A raiva começou a crescer dentro dele, como uma chama silenciosa que se espalhava com rapidez.

- Eu sabia. Essa história de ônibus é besteira. Ela quer atenção, isso sim. Talvez queira alguma coisa além disso, talvez... talvez tenha um amante por aí.

Os filhos baixaram os olhos, tensos, sem saber o que dizer.

- Mas ela que espere. Quando essa mulher voltar, ela vai se arrepender até o último fio de cabelo por me fazer passar vergonha, me fazer parecer um idiota aqui nessa casa. Não se brinca com o nome de um homem. Ninguém abandona neus filhos assim. Isso, eu não vou perdoar.

Geraldo girou nos calcanhares, murmurando impropérios entre dentes, com o maxilar travado e os punhos cerrados. Subiu as escadas em passos pesados, tinha que tomar um banho ou ele mesmo ia desmaiar com o próprio fedor.

Geraldo deixou a água cair sobre o corpo cansado, mas não relaxava. Cada gota quente parecia alimentar ainda mais o turbilhão de pensamentos que ferviam em sua mente. Encostou as mãos nas paredes do box e respirou fundo. A imagem dos filhos comendo pão e água o perseguia. Mas não era só isso. O orgulho ferido doía mais que a fome dos filhos.

"Ela deve estar com outro", pensou, os olhos cerrados de raiva. "Só isso explica sumir o dia inteiro sem dar notícia."

Seus dedos se fecharam com força. A ideia martelava sem parar: com outro homem. O sangue subiu-lhe à cabeça.

- Não - murmurou entre dentes, quase como um aviso ao próprio espelho embaçado do banheiro. - Isso não. Pode fazer o que quiser, mas me trair, não.

A frustração corroía seu peito. Por mais que seu corpo já não respondesse como antes, por mais que nos últimos cinco anos não tivesse conseguido satisfazê-la como homem, não podia, não aceitaria, ser envergonhado.

"Homem é homem. E mulher que trai, paga caro."

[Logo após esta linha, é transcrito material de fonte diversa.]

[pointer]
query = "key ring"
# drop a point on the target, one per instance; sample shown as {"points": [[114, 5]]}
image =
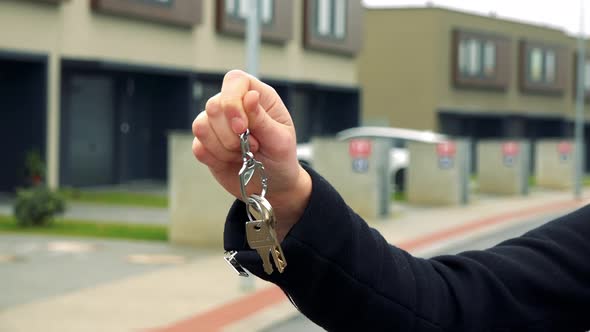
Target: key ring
{"points": [[249, 167]]}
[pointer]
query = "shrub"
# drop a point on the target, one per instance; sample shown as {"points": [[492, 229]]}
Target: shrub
{"points": [[37, 206]]}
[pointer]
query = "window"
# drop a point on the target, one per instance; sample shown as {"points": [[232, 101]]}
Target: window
{"points": [[166, 3], [542, 65], [477, 58], [240, 9], [330, 18], [587, 75]]}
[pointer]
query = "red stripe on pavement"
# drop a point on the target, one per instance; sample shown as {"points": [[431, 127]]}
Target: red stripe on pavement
{"points": [[228, 313], [481, 223], [214, 320]]}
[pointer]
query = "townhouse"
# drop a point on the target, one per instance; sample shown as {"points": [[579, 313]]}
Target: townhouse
{"points": [[96, 85], [468, 75]]}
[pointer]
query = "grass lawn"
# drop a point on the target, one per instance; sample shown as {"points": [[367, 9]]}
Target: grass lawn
{"points": [[114, 197], [67, 227]]}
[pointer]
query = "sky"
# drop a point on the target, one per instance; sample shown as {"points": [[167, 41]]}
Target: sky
{"points": [[562, 14]]}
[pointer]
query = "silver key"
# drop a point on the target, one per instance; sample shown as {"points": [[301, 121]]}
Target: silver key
{"points": [[261, 235], [260, 239]]}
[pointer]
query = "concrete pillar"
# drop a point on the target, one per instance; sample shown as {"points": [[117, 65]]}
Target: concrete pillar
{"points": [[358, 169], [438, 173], [198, 205], [554, 164], [53, 120], [503, 167]]}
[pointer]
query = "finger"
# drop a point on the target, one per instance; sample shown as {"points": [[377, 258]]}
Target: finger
{"points": [[215, 109], [236, 84], [204, 133], [274, 135]]}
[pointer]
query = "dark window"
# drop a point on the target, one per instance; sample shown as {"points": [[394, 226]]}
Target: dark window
{"points": [[480, 60], [159, 2], [184, 13], [330, 19], [541, 65], [477, 58]]}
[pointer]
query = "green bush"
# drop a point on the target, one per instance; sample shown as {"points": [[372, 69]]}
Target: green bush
{"points": [[37, 206]]}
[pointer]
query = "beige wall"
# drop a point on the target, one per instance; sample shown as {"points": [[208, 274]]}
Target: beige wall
{"points": [[496, 175], [553, 170], [198, 204], [359, 190], [73, 30], [405, 68], [429, 182], [395, 69], [512, 100]]}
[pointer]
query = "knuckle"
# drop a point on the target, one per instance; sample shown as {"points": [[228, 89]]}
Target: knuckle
{"points": [[231, 144], [233, 74], [212, 106], [200, 128], [199, 151]]}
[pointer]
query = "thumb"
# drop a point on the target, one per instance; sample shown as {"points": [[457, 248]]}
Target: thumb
{"points": [[272, 135]]}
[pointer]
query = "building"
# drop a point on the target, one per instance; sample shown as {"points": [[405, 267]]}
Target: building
{"points": [[97, 84], [467, 75]]}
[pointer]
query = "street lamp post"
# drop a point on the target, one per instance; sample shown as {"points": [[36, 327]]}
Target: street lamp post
{"points": [[252, 60], [580, 95]]}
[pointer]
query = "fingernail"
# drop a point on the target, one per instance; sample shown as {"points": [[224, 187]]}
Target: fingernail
{"points": [[237, 125]]}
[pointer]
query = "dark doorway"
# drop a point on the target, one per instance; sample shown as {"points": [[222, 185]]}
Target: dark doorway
{"points": [[131, 112], [23, 111], [322, 110], [90, 120]]}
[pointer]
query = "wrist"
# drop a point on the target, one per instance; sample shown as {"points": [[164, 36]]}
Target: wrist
{"points": [[289, 206]]}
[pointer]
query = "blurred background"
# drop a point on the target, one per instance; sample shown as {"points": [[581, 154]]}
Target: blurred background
{"points": [[108, 223]]}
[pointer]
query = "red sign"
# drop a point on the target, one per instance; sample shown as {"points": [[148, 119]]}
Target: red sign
{"points": [[359, 148], [510, 149], [446, 149], [564, 147]]}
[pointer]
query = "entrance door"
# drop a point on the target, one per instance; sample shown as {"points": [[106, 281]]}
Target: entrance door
{"points": [[90, 133], [22, 119]]}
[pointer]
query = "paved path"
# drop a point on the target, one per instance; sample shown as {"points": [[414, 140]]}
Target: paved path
{"points": [[202, 294], [106, 213]]}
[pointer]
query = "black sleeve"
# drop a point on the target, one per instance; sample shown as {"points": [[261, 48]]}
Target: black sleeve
{"points": [[344, 276]]}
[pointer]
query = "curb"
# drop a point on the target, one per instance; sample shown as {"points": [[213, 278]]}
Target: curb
{"points": [[240, 309]]}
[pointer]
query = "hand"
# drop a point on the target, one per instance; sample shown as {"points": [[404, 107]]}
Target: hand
{"points": [[245, 102]]}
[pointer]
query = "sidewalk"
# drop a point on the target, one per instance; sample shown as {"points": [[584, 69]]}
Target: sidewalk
{"points": [[105, 213], [204, 295]]}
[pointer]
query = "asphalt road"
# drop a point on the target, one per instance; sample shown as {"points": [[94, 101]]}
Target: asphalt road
{"points": [[36, 267], [301, 323]]}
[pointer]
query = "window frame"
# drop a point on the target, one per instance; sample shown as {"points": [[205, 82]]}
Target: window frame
{"points": [[462, 60], [586, 76], [349, 44], [235, 15], [278, 31], [332, 33], [544, 86]]}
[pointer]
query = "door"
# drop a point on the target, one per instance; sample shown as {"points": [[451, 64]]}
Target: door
{"points": [[90, 132]]}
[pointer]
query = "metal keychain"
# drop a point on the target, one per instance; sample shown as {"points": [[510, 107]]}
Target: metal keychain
{"points": [[249, 167]]}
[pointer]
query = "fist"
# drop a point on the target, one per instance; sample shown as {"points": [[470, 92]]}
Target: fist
{"points": [[247, 103]]}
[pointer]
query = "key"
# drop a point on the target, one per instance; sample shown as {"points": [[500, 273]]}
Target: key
{"points": [[260, 239], [262, 234]]}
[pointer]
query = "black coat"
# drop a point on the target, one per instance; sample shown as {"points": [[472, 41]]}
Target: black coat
{"points": [[344, 276]]}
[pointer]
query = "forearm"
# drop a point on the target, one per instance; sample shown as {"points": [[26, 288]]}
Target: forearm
{"points": [[340, 273], [344, 275]]}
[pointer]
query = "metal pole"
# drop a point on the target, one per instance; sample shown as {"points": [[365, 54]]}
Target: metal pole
{"points": [[253, 38], [252, 59], [580, 95]]}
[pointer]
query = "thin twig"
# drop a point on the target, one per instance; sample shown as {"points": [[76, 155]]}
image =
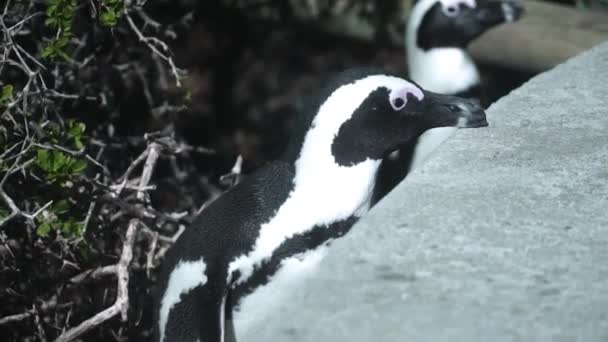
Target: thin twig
{"points": [[121, 305]]}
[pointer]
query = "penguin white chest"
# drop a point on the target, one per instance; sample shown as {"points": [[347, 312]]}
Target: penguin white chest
{"points": [[253, 308]]}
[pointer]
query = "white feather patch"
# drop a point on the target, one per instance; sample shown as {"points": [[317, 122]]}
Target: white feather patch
{"points": [[324, 191], [185, 276], [254, 308], [440, 70], [428, 143]]}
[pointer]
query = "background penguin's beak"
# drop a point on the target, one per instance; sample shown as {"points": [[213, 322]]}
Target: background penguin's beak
{"points": [[451, 111], [494, 12]]}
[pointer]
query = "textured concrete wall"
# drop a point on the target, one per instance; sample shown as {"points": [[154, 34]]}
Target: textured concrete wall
{"points": [[502, 236]]}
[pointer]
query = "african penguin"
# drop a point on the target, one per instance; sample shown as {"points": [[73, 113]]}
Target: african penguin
{"points": [[267, 233], [437, 35]]}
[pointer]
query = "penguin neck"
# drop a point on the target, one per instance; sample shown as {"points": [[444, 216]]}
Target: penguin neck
{"points": [[335, 191], [445, 70]]}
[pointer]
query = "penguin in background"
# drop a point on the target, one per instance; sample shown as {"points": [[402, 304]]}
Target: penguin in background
{"points": [[264, 235], [437, 35]]}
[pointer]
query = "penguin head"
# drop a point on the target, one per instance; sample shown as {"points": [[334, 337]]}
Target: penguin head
{"points": [[455, 23], [364, 115]]}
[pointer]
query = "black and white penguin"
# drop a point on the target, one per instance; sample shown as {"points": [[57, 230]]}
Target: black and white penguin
{"points": [[437, 35], [268, 232]]}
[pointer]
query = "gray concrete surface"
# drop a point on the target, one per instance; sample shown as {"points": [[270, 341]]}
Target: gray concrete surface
{"points": [[502, 236]]}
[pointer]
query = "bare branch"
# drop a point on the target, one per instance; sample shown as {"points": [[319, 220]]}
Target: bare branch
{"points": [[121, 305]]}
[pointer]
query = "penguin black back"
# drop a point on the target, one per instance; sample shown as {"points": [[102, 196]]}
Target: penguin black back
{"points": [[262, 236]]}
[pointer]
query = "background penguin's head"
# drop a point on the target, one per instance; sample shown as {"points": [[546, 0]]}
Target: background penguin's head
{"points": [[366, 114], [455, 23]]}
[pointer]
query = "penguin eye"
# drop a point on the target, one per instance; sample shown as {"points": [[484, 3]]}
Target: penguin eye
{"points": [[398, 103], [452, 11]]}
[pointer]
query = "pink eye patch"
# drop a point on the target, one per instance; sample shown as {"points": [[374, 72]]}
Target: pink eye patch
{"points": [[398, 97], [456, 3]]}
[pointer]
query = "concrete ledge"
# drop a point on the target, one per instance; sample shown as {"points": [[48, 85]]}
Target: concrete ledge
{"points": [[503, 236]]}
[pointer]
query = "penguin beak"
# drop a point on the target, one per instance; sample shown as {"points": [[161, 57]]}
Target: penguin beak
{"points": [[451, 111]]}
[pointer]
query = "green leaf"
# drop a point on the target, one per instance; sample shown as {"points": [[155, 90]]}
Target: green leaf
{"points": [[108, 18], [42, 159], [78, 166], [61, 207], [43, 229], [71, 228]]}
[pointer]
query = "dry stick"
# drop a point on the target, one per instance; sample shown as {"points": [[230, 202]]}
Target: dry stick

Essas palavras ditas por seu pai quando era apenas um menino voltavam à tona com uma força assustadora. Geraldo não sabia ainda o que faria quando Maria voltasse, se voltasse. Mas uma coisa era certa: ele não estava disposto a perdoar.

Passou a toalha no rosto, olhou para o próprio reflexo e se encarou como se estivesse prestes a tomar uma decisão.

E naquela noite, enquanto a casa mergulhava no silêncio e os filhos dormiam no desconforto, o coração de Geraldo pesava não apenas de raiva, mas de medo. Medo de que Maria realmente não voltasse.

Nem ele, nem os filhos, já com mais de dezoito anos, sabiam fazer nada dentro de casa. Não sabiam sequer preparar um mísero café.